Future humans may have lost the emotions and feelings that make us so peculiar and interesting. Perhaps simulations are training tools, to help them re-learn what it means to love, hate, laugh and cry?

4 HISTORY

I can’t see how this is possible. The motivation might be there to create a past era and observe it to learn more about history, but to perfectly create that era you would already need to know it completely. Even if you wished to create alternate histories (as many novels do these days), setting up the start point completely accurately would be too difficult. Just as the butterfly effect can change our world in unpredictable ways, it also means that getting a tiny thing wrong when setting up the simulation could create major errors.

I guess it is remotely possible that someone could travel back in time and scan the world, then return back to their time and upload it to a computer…

TIME

If the technology exists to run a simulation like ours, then it could easily exist to run it on fast forward – especially for the early days when life was first developing on Earth and wasn’t as complex. For all we know, an hour in a future human’s life is enough to run the simulation from the Big Bang through until today. And a player or researcher could step in at any time and slow it all down to suit them. They might also need to switch it off at bed time…

THE END

If we live in a game, then it could one in which a single player plays a single lifetime (or a lesser period) – after which the game probably ends. However we don’t know when they are starting to play. It could be any time between now and infinity. Or perhaps her role has already ended, but the simulation keeps running so she can see what happens to her descendants?

Or if it is a multi-player game, it could run continuously with new players joining/ leaving at any time. Success (and therefore the game ending) could involve the amassing of riches, or political control, or some kind of prize. Perhaps we are all looking for the key to immortality, or the Holy Grail, or a purple cow…

The simulation could revolve around the destiny of the human species – with the game ending either when we fail / become extinct, or when we succeed at something.

That success could be technological. Two possibilities that appeal to me are:

a) When we explore beyond our solar system – perhaps by reaching another star. Because the simulation won’t be able to generate an infinite universe, and building it ad hoc as we explore might have its own problems, the simulation might have to end when we go looking too far from planet Earth.

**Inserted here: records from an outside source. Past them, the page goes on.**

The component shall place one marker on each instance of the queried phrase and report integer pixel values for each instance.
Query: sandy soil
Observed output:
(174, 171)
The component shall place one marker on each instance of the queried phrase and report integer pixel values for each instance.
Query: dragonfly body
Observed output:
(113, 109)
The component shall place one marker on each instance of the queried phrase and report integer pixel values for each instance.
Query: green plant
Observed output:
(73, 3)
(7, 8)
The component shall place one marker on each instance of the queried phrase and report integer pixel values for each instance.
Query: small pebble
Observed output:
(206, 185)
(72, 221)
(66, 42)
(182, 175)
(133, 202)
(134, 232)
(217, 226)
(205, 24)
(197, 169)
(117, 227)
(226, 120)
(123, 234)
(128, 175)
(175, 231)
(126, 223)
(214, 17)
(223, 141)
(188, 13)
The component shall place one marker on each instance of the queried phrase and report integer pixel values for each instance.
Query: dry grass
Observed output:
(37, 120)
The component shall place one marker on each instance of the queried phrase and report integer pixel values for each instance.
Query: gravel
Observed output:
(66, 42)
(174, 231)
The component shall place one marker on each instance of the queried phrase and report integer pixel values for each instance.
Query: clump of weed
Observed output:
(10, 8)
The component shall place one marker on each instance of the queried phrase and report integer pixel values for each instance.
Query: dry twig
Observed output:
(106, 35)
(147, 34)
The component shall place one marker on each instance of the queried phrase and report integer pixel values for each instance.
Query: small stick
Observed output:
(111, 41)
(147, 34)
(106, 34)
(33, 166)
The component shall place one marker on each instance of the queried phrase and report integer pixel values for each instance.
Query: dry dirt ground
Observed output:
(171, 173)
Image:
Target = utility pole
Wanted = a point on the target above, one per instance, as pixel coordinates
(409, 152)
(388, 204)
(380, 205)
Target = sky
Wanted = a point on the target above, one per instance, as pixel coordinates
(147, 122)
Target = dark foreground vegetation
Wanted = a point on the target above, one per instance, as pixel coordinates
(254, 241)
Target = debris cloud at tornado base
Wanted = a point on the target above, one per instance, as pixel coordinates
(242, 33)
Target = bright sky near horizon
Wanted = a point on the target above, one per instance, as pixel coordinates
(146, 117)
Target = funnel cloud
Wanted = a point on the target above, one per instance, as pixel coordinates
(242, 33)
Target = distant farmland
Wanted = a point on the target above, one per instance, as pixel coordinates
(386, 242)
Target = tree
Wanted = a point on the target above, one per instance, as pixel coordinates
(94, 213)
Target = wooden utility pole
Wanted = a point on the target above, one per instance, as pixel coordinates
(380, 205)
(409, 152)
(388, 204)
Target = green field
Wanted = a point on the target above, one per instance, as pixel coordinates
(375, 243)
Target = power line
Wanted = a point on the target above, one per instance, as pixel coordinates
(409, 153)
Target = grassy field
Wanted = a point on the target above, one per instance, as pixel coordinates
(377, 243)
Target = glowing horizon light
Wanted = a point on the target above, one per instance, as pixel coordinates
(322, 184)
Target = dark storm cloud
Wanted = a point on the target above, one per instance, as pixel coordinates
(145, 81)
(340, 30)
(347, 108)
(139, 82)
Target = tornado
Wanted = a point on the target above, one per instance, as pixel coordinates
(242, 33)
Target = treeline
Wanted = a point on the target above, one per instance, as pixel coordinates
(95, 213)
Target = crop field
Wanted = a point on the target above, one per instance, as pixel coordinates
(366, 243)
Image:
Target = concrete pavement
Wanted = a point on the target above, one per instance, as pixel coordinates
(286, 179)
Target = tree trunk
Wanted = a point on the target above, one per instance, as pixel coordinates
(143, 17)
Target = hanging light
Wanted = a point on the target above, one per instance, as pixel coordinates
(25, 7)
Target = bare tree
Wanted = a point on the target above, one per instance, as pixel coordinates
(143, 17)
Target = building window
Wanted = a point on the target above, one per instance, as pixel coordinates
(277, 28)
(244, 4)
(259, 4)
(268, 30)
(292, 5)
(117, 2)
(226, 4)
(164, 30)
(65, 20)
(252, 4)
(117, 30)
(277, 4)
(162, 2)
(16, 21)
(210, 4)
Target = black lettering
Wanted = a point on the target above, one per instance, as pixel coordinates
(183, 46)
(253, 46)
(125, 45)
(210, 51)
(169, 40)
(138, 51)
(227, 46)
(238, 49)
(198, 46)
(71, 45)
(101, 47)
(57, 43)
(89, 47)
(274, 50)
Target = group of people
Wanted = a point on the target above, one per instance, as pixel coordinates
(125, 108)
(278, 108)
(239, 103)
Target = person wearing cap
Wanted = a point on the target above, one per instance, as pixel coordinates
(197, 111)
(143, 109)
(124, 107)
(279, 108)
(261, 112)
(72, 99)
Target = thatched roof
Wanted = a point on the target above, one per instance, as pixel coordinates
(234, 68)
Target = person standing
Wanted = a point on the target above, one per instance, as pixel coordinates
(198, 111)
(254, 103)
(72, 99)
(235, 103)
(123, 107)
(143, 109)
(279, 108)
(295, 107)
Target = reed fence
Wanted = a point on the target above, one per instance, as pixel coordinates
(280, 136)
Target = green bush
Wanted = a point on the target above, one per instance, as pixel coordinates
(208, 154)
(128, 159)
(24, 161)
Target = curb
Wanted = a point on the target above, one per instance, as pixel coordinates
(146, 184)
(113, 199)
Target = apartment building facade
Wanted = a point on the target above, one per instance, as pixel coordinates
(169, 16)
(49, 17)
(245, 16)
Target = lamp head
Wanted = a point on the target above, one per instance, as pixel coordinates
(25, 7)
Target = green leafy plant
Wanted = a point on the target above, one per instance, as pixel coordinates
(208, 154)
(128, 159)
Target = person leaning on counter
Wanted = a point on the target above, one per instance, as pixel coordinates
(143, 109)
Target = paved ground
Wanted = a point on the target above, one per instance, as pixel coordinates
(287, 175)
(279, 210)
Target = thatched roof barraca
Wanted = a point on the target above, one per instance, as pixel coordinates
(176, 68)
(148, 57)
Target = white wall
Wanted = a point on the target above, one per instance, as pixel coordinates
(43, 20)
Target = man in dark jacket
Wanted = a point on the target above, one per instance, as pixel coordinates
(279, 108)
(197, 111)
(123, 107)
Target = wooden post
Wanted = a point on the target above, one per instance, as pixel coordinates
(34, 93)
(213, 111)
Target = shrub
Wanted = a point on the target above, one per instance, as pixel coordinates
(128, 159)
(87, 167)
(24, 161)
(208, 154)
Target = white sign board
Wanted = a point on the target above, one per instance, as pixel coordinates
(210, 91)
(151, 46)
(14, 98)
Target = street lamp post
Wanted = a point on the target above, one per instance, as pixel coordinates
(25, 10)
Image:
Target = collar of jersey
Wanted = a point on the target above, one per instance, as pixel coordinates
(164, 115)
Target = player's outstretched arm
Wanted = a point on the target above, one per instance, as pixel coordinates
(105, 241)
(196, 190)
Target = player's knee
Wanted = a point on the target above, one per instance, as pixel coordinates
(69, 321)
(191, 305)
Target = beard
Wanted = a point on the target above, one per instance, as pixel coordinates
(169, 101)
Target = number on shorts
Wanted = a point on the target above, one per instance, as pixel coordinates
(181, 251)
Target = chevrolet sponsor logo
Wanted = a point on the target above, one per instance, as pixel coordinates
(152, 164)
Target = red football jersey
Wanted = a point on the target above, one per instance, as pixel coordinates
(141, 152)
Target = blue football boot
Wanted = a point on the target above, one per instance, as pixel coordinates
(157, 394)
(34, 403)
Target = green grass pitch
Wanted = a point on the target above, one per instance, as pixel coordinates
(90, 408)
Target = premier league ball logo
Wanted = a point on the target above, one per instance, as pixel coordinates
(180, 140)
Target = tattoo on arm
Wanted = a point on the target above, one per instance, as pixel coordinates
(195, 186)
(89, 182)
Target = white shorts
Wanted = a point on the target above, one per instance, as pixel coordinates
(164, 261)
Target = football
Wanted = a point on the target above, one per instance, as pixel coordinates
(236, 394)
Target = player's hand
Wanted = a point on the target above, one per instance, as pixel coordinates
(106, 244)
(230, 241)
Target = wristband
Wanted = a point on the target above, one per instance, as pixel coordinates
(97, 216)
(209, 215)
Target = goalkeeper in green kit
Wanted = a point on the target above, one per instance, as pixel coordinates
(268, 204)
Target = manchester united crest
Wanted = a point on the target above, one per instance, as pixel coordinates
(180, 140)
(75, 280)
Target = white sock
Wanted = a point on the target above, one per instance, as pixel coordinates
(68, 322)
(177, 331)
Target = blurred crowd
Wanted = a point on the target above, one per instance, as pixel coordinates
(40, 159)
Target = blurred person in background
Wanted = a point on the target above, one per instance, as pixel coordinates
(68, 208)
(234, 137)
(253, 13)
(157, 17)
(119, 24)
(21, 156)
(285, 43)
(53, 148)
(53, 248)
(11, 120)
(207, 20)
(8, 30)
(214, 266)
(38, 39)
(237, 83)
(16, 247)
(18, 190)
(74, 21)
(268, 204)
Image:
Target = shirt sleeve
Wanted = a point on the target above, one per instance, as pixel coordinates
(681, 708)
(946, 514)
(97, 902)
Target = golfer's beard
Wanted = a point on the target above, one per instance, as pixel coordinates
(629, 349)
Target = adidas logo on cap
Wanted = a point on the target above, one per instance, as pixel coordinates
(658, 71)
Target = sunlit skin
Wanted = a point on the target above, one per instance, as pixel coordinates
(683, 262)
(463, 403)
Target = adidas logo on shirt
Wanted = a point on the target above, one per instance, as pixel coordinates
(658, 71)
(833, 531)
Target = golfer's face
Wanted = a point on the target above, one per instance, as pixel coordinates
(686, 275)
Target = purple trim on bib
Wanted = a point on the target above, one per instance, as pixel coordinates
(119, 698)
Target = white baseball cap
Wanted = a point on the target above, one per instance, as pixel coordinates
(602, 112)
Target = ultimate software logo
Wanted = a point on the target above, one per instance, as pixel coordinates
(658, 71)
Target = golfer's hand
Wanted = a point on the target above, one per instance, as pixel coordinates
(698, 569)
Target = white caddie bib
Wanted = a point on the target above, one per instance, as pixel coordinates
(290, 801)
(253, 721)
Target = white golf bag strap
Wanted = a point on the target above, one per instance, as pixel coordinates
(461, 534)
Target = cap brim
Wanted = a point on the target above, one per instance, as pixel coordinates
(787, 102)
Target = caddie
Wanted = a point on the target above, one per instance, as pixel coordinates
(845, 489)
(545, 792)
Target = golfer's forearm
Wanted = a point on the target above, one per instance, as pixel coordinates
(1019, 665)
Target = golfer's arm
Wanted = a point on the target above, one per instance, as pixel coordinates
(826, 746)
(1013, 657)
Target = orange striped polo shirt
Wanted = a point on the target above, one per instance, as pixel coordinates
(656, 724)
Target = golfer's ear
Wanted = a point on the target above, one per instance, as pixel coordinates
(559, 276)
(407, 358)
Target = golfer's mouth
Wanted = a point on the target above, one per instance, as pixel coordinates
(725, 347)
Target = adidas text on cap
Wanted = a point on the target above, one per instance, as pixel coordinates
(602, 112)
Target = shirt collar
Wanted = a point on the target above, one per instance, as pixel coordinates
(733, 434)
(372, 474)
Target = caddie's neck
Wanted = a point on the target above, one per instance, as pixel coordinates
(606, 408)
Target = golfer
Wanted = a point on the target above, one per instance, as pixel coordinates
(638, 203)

b) Our technology becomes advanced enough to create a simulation like the one we are in.

Regardless, the most likely scenario is that our simulation has a finite duration. But it is also unlikely to be ending in our lifetimes unless some critical achievement occurs.

Finally, there’s the idea of self-fulfillment. This could be a game where the task is to prove we are in a simulation. And by looking into this topic, I might bring about our demise if I stumble across real proof. But hey, it’s only a game, right?